Using recordings from the permanently-installed hydrophones lining the seafloor of AUTEC, the researchers charted the foraging vocalizations of Blainville’s beaked whales before, during, and after extended Naval training exercises (85 hours in 2007, 65 hours in 2008). In 2007, when activity was high prior to the exercises, animals returned to the range in somewhat lower numbers within 24 hours:
in 2008, when there was less activity prior to the exercises, very few animals returned in the first three days, but many were there shortly thereafter:
Among animals who continued foraging while sonars were nearby, they appeared to tolerate received levels ranging from 101 to 157db, which correlate to sonar transmisisons from ships 2-28km away. A key question considered is whether the animals left the area, ceased vocalizing, or were masked by the exercise sounds.
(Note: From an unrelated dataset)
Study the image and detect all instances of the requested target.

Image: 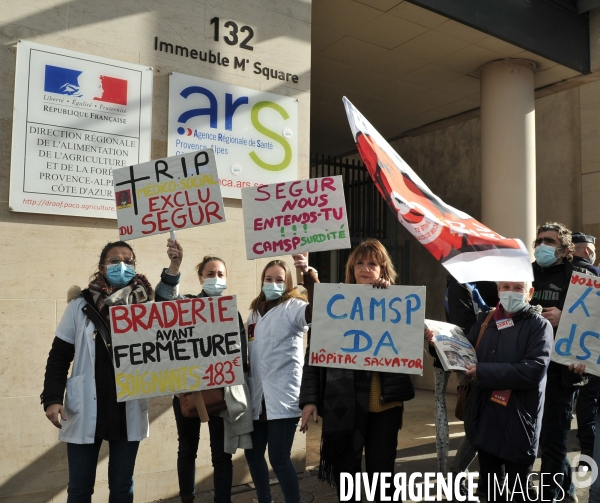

Because of the way that vocalizations increased first around the edges of the range, moving toward the center, the researchers are confident that the animals predominantly left the range; the decreased levels of vocalizations even around the edges imply that most animals moved more than 6km from the range (the limit of confidently knowing they’ll be heard by hydrophones along the perimeter).
The paper concludes by summarizing related ongoing research, including studies that aim to determine whether decreased foraging, especially directly after exercises, is due to fewer beaked whales in the area, or less preay (ie, was the prey moved off the range by the exercise activity and noise?). The authors also note many as-yet unanswered questions that are triggered by their results, including whether the displaced animals continue feeding elsewhere during their absence from the range, and whether this particular population is more habituated to the sonar sounds, so that they either tolerate it better or are less apt to exhibit the presumably more dangerous behavioral responses that lead to strandings.